28/VI/40 Toujours pas de nouvelles au sujet des places. Vu André Meyer assez décontenancé par la politique de son ami Baudoin. C'est ce dernier qui lui a dit de partir.  Il fait des démarches pour avoir un visa américain. Ici, les gens n'ont qu'une seule préoccupation: visa, Clipper et bateaux.  Diane et les enfants sont allées s'installer à Cintra.  Ce soir, avec Rajchman, cinéma: mauvais film américain. Le Clipper réapparaît à l'horizon.

1/VII/40 Tout est arrangé ou presque: Rajchman et moi, nous avons promesse ferme de Clipper pour le 3, Diane et les enfants ont une bonne cabine sur le Nea Hellas qui part aussi le 3.

3/VII/40 Enfin, tout est arrangé: D. et les enfants se sont embarquées sur le Nea Hellas, beau bateau grec de 17 000 tonnes. Moi, je m'embarque demain matin sur le Clipper, si la météorologie le permet.  Hier, terrible émotion: les Américains ont annulé les visas antérieurs au 6. Les nôtres heureusement sont du 17.

4/VII/40 Ce matin, à 6 h.1/2 réveil: le Clipper part. Après un rapide petit déjeuner, on se dirige vers le port. A 10 h.35, le Clipper, monstre magnifique, tel un poisson énorme, s'ébranle, 11 minutes après, il décolle: en avant pour New York. Au port, rencontré pas mal de gens: Gibson, lady Michelham, Guy de Baillet qui m'annonce la triste nouvelle que la rue Laffitte n'a pas expédié les documents nécessaires pour débloquer les comptes.  Il est 1 heure maintenant. Le Clipper navigue au-dessus des nuages, calme, stable. On ne voit que le plancher cotonneux au-dessous de nous. Des stewards, élégants comme des officiers de marine, distribuent du whisky et des tasses de bouillon.  Un léger lunch est servi: poule au riz et compote de bonne qualité mais de quantité insuffisante.  L'après-midi s'écoule paisible.

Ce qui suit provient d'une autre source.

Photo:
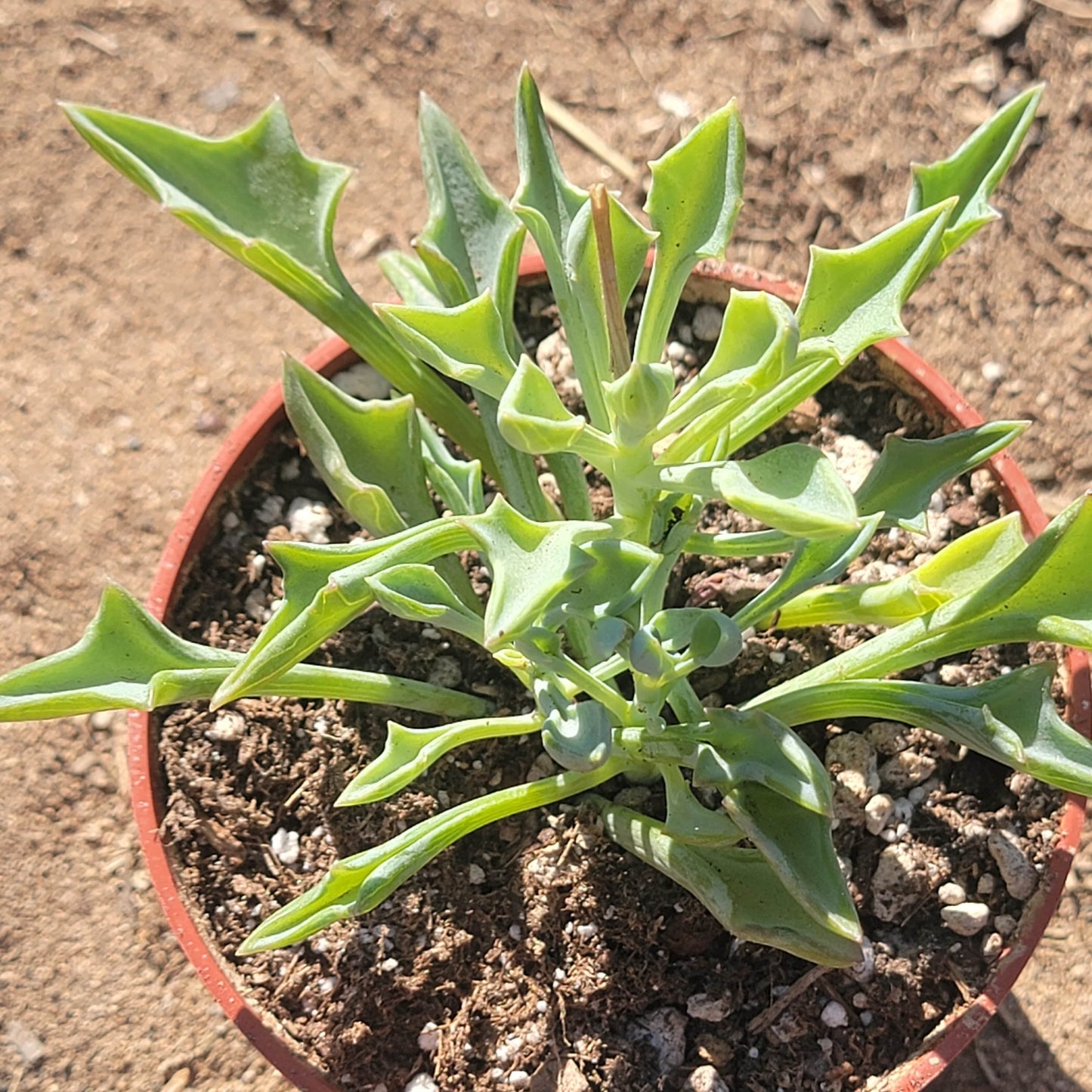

Lu quelques journaux américains. On a l'impression qu'ils commencent à comprendre.  Arrivé à Horta, après 7 heures de vol. On repart après 2 h. 1/2.

5/VII/40 Une nuit de vol - couchette comme dans un sleeping à peu près. Vers 5 heures du matin, heure Bermuda, à l'aube, arrivée à Bermuda. Ile charmante, blanches villas de tous côtés. On déjeune au port, et, après vérification des passeports, on repart.  A Bermuda, on nous dit qu'un engagement naval a eu lieu entre Français et Anglais: des bateaux français auraient été coulés. C'est affreux. Quel triomphe pour Hitler que cette bataille entre frères. Hélas, je prévois que les choses iront de plus en plus mal. Hitler ne se contentera pas de la défaite de la France. Il voudra encore l'avilir, en faire une esclave prête à tout.  Conversation avec Rajchman au-sujet du prochain travail du "Relief." Il est entendu - ce n'est que trop naturel - que sa primauté ne sera pas contestée par moi; et que, en outre, je m'occuperai spécialement des relations avec les organisations juives.  Arrivée à 12. Accueil à la douane fort aimable. Descendu au Waldorf-Astoria. Dans l'après-midi, visite chez Erich de Warburg: il se met à ma disposition, me conduit chez Morgan, m'offre de m'avancer de l'argent, ce que, heureusement, je suis en position de refuser. Ma carrière de réfugié commence dans des conditions favorables, mais, Dieu, que c'est amer de quitter la France.  Le soir, cinéma "Gone with the wind." Parti avant la fin, mangé un "hamburger" steak dans un restaurant populaire et rentré à l'hôtel à pied. J'ai envie de pleurer, tant je suis triste.